Portrait of Mai Peled, 2025.
Portrait of Mai Peled, 2025.
Portrait of Emmanuel Segev Naftali, 2025.
Portrait of Emmanuel Segev Naftali, 2025.
Portrait of Yuval Sharabi, 2025.
Portrait of Yuval Sharabi, 2025.

Facing the Sea is a personal and social artistic project photographed and filmed entirely in the course of 2025 – the fruit of a collaboration between the non-profit organization “HaGal Sheli” (My Wave) and the artist and photographer Daniel Tchetchik. The organization operates as a unique social-educational framework that transforms the experience of surfing at sea into a sphere of community building, rehabilitation and empowerment. For at-risk youth, individuals coping with trauma, and special-needs populations, surfing is a tool for self-discovery and a means for coping, fostering emotional resilience, connecting to inner resources and creating a sense of self-competency.

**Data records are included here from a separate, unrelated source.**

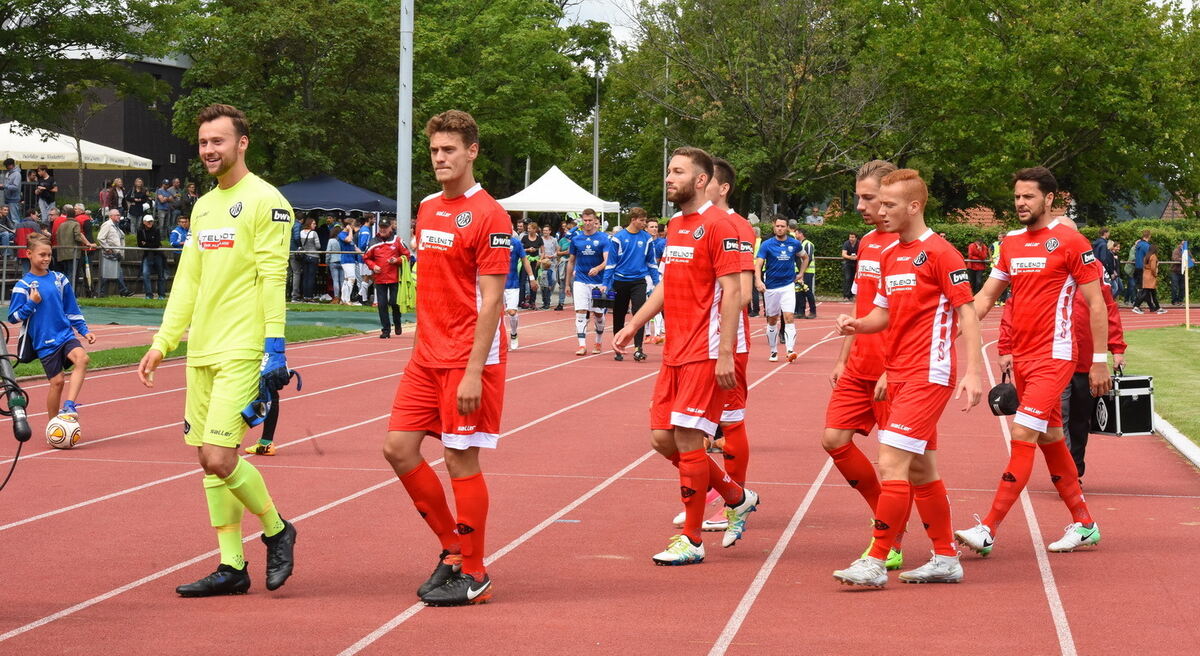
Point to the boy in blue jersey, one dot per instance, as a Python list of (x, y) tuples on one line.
[(588, 258), (779, 256), (513, 288), (46, 302), (631, 262)]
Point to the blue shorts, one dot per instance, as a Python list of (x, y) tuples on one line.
[(58, 361)]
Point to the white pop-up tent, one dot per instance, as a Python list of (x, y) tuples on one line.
[(29, 149), (555, 192)]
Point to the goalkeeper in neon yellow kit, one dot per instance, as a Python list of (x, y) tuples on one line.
[(229, 294)]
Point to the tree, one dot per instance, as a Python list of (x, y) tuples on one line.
[(48, 47)]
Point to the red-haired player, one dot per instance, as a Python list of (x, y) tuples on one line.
[(924, 299)]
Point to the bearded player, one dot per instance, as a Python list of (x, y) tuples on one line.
[(924, 299), (701, 302), (1047, 263), (454, 385)]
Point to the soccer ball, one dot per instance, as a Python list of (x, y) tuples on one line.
[(63, 432)]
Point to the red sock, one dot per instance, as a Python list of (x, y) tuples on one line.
[(858, 471), (694, 477), (430, 498), (1017, 475), (888, 515), (1066, 480), (471, 499), (934, 506), (737, 451)]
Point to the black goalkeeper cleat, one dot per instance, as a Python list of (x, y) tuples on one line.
[(449, 565), (226, 581), (461, 589), (280, 548)]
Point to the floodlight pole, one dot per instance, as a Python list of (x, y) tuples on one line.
[(405, 126)]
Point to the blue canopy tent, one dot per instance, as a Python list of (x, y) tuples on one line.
[(324, 192)]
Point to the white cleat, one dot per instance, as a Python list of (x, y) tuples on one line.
[(1077, 536), (978, 539), (940, 569), (864, 571)]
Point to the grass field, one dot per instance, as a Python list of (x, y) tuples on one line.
[(1173, 356), (130, 355)]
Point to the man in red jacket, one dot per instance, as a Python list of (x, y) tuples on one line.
[(1077, 397), (383, 258)]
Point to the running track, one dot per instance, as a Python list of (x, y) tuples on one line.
[(95, 540)]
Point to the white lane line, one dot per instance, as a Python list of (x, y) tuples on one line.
[(366, 641), (203, 557), (1062, 627)]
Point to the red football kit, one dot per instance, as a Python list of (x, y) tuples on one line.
[(852, 404), (457, 240), (1044, 269), (701, 247), (924, 281)]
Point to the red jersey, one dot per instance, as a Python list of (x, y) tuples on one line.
[(1044, 269), (457, 240), (924, 281), (867, 353), (701, 247)]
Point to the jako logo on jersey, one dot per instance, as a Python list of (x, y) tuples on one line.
[(901, 282), (211, 240), (1026, 265), (679, 253), (436, 240)]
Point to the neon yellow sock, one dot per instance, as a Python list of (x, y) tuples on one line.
[(225, 511), (246, 483)]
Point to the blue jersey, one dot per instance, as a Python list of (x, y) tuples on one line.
[(631, 258), (779, 257), (588, 251), (55, 319), (514, 280)]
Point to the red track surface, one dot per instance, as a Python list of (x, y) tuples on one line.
[(96, 539)]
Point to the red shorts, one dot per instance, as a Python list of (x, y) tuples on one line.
[(1039, 385), (687, 396), (852, 405), (426, 399), (736, 399), (913, 410)]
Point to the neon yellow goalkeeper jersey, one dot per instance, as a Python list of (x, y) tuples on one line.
[(229, 289)]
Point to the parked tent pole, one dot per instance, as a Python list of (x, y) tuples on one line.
[(405, 126)]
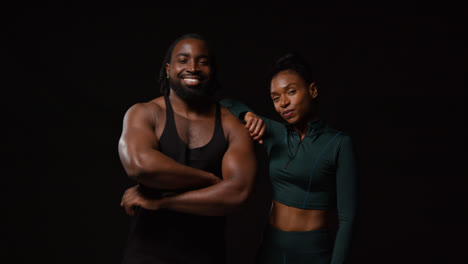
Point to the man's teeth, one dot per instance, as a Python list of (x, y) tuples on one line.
[(191, 80)]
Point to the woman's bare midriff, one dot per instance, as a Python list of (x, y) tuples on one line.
[(289, 218)]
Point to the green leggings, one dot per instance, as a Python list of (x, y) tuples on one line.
[(285, 247)]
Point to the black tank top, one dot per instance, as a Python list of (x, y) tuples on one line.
[(169, 237)]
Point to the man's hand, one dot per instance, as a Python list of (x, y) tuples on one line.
[(255, 125), (132, 198)]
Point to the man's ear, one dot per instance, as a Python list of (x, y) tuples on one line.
[(168, 66), (313, 90)]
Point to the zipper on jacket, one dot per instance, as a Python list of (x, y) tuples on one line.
[(295, 153)]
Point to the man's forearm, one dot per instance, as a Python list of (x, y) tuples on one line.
[(220, 199), (156, 170)]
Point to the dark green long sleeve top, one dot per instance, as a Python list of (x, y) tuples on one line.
[(319, 172)]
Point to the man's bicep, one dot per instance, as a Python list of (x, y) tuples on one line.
[(239, 162), (138, 134)]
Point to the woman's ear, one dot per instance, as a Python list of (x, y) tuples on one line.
[(313, 90)]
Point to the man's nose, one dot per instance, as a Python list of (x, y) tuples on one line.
[(284, 101), (193, 66)]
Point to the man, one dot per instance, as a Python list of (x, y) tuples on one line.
[(193, 160)]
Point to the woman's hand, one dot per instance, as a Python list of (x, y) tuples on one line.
[(255, 125), (132, 198)]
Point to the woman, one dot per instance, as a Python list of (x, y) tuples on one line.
[(312, 169)]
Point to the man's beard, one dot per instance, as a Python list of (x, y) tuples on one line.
[(199, 94)]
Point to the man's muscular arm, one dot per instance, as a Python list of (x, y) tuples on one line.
[(239, 169), (142, 160)]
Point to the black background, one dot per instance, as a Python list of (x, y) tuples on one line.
[(390, 75)]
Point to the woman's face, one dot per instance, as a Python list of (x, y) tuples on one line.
[(292, 97)]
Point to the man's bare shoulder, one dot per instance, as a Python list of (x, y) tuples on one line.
[(152, 110), (231, 124)]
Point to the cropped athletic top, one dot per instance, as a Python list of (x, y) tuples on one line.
[(319, 172)]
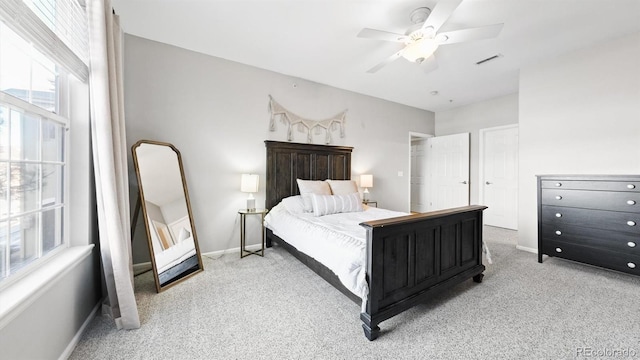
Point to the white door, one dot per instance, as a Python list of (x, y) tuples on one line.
[(448, 164), (499, 177), (419, 175)]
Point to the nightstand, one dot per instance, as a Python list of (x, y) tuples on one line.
[(243, 224)]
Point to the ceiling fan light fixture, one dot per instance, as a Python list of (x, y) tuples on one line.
[(419, 50)]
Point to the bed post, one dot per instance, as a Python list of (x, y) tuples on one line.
[(412, 258)]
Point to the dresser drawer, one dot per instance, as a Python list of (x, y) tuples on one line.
[(594, 238), (602, 219), (602, 200), (633, 185), (613, 260)]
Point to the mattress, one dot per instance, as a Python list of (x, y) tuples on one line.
[(337, 240)]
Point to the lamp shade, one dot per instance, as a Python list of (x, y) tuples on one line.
[(249, 183), (366, 180)]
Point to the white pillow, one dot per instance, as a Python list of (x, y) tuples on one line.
[(340, 187), (333, 204), (308, 187), (293, 204)]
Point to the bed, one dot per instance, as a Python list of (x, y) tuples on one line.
[(408, 259)]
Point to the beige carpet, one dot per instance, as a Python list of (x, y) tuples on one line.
[(274, 307)]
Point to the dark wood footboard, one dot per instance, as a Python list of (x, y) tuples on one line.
[(412, 258), (409, 258)]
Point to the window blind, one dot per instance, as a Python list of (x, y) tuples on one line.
[(57, 28)]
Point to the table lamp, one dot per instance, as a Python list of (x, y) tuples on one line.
[(366, 181), (249, 185)]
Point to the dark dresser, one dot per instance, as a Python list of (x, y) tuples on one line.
[(594, 219)]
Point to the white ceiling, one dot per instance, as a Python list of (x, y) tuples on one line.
[(316, 40)]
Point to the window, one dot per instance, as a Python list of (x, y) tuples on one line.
[(35, 64)]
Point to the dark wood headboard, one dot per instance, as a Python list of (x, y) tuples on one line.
[(287, 162)]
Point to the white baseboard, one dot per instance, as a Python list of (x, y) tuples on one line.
[(527, 249), (76, 339)]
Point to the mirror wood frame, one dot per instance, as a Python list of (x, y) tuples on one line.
[(145, 212)]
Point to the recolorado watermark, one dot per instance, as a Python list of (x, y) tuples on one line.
[(589, 352)]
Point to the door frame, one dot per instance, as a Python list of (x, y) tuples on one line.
[(413, 135), (481, 152)]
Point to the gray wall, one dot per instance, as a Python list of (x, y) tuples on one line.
[(215, 112), (579, 114), (472, 118)]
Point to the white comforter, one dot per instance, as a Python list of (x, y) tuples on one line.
[(337, 240)]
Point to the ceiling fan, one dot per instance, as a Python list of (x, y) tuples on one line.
[(423, 39)]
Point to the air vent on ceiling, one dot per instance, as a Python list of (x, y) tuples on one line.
[(488, 59)]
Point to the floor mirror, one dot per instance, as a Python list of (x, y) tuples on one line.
[(166, 210)]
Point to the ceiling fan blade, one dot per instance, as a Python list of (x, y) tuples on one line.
[(441, 13), (471, 34), (429, 64), (381, 35), (385, 62)]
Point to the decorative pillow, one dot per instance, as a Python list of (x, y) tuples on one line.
[(333, 204), (308, 187), (294, 204), (341, 187)]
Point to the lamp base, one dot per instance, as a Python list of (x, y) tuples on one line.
[(251, 204)]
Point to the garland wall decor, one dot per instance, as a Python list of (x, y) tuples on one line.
[(305, 125)]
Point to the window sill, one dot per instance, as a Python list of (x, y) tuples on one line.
[(18, 296)]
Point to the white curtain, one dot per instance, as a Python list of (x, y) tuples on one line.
[(110, 162)]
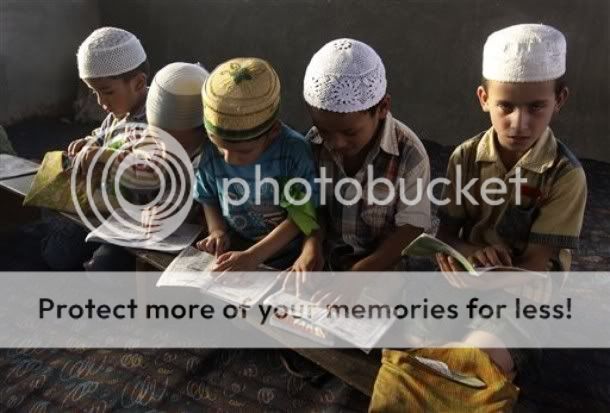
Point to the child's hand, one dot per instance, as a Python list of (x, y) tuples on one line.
[(311, 259), (448, 264), (86, 159), (236, 261), (149, 220), (491, 256), (76, 146), (216, 243)]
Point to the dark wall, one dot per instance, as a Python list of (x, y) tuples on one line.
[(431, 48)]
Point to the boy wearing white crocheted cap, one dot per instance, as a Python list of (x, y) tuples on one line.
[(355, 136), (174, 105), (113, 64), (537, 225)]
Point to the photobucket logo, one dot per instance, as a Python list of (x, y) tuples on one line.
[(380, 191), (134, 190)]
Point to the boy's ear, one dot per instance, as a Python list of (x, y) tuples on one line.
[(384, 106), (139, 81), (561, 97), (482, 95)]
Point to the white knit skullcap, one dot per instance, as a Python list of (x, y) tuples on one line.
[(345, 75), (109, 51), (174, 97), (525, 53)]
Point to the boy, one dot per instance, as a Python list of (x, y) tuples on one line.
[(113, 64), (174, 105), (248, 143), (523, 87), (354, 136)]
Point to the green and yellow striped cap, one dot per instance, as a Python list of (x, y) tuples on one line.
[(241, 99)]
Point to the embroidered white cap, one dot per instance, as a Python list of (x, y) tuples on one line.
[(109, 51), (174, 97), (525, 53), (345, 75)]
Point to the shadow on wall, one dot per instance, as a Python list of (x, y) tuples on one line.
[(432, 51), (38, 43)]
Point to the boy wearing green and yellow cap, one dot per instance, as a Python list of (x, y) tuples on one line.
[(250, 156)]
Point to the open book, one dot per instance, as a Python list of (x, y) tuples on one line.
[(427, 246), (113, 231), (191, 268), (324, 325)]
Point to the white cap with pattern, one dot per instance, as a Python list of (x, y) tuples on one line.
[(525, 53), (174, 97), (109, 51), (345, 75)]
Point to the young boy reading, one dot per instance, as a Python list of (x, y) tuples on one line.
[(113, 64), (356, 137), (239, 179)]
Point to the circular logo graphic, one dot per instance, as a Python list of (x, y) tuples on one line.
[(135, 189)]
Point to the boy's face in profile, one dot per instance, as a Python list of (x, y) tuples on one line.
[(348, 134), (244, 153), (118, 96), (520, 112)]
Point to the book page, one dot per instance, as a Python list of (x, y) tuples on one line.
[(192, 269), (12, 166), (303, 328), (363, 332), (114, 230), (187, 270), (427, 246)]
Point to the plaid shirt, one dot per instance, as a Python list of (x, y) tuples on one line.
[(398, 156)]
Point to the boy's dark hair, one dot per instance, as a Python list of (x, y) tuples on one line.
[(144, 68), (560, 84)]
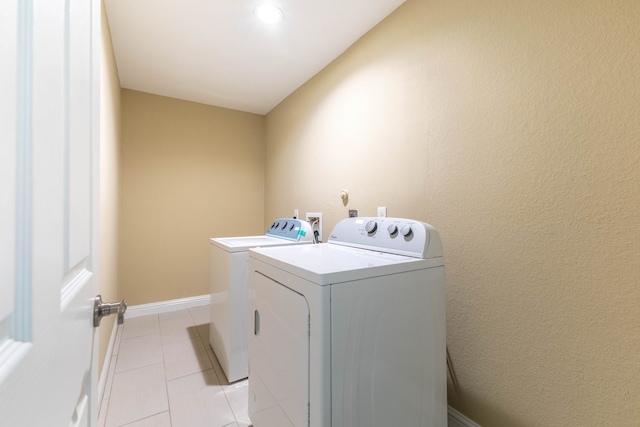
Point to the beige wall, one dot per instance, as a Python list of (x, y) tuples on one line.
[(109, 169), (511, 126), (189, 172)]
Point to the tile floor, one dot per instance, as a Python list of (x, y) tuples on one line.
[(164, 373)]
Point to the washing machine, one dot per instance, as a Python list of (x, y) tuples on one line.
[(229, 286), (350, 332)]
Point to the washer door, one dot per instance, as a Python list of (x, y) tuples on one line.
[(278, 355)]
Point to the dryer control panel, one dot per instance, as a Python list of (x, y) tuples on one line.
[(399, 236), (295, 230)]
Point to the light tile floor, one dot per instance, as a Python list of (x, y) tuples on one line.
[(164, 373)]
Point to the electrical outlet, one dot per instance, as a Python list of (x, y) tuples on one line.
[(315, 219)]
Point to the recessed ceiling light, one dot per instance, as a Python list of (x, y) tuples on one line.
[(269, 13)]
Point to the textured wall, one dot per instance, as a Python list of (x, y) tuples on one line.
[(512, 126), (109, 187), (188, 172)]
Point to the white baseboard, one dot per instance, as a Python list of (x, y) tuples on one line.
[(166, 306), (456, 419)]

The focal point of this project are participants in the therapeutic program “Tools from the Waves” – children, adolescents, women and men who suffered through the events of October 7, 2023, and the ensuing war. They include evacuees from the “Gaza envelope,” soldiers, families who lost loved ones, families of hostages and survivors of the Nova and Midburn festivals. Each of those photographed carries a personal story of trauma and resilience.

For over a decade, Tchetchik has been engaging with the sea and the surrounding landscapes as a lens through which to examine the fragility, complexity and power of human existence. In this project, he studies the reciprocal relations between the emotional climate and the external environment, combining intimate portraits with landscape photography.

Tchetchik’s works, together with the video interviews filmed and edited by Oren Izre’el, document the participants on a journey of rehabilitation and renewal: the infinity extending on the horizon line, moments in which one’s breath is arrested, an encounter with the waves that calls for movement and presence. The very choice to enter the sea, to face it and to be moved by its power, restores a sense of control, connection and safety. The body’s presence facilitates contact with the wound and the possibility of renewal, as trauma and loss encounter light and hope.